5.3 Cross-tier anchoring (coverage of the whole field, and dark horses)

With probability ε = 0.18, instead of a near-even pair the engine serves a uniform-random pair — any team, any tier. Two reasons:

  • it keeps the user's ranking globally anchored (without it, a chain of

local near-even picks can drift the whole scale); - it lets a dark horse surface and, if the user keeps picking it, climb into the priority tier (§5.2) and get round-robined against the contenders.

The first shown pair is never an anchor — a seeded user should open on a genuinely close matchup, not a random one.

5.4 Information-driven budget (stop when covered, not at a fixed count)

The progress meter is driven by total accumulated Fisher informationΣ_i τ_user[i], not a raw pick count:

  • floor 25 — finish unlocks;

  • target 40 / progress ≥ 0.92 — "you're locked in";

  • cap 55 — hard stop.

Because the meter tracks information, a user who keeps picking near-even contender matchups (high I) fills it fast, while someone clicking obvious blowouts (low I) is nudged toward more useful picks. "Covered enough" is defined by information captured, not clicks spent.

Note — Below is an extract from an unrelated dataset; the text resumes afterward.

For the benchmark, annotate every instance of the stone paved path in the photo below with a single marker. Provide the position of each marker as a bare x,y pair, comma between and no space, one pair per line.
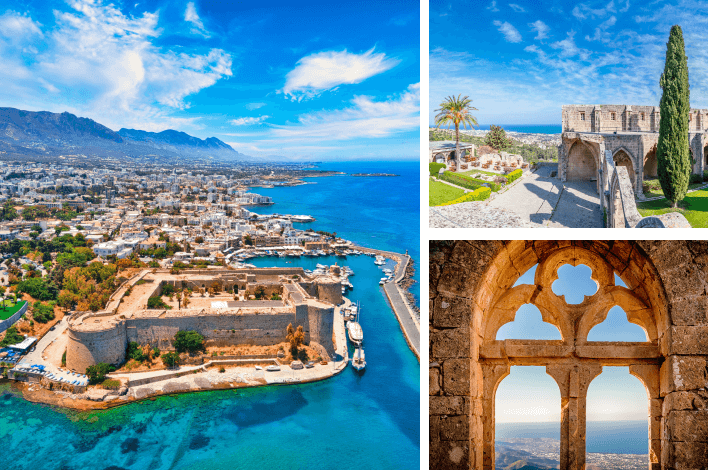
535,201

Why it adds up to coverage

  • Contenders: fully round-robined (§5.2) → the title-deciding region is

exhaustively compared, not sampled. - Mid/long tail: every team starts pinned to the data prior (§4.3), so an un-compared team isn't "unknown" — it sits at its real strength until the user has reason to move it. - Reach: anchoring (§5.3) periodically pulls in any team, and a team the user champions can climb into the round-robined tier. - Efficiency: each served pick is near-maximally informative (§5.1), so ~40 of them carry the information of hundreds of random comparisons — and the budget stops you the moment that information is in (§5.4).

The net effect: the user explicitly compares the handful of teams whose ranking actually matters, the data prior covers everyone they didn't, and fusion blends the two per team by how much each side earned.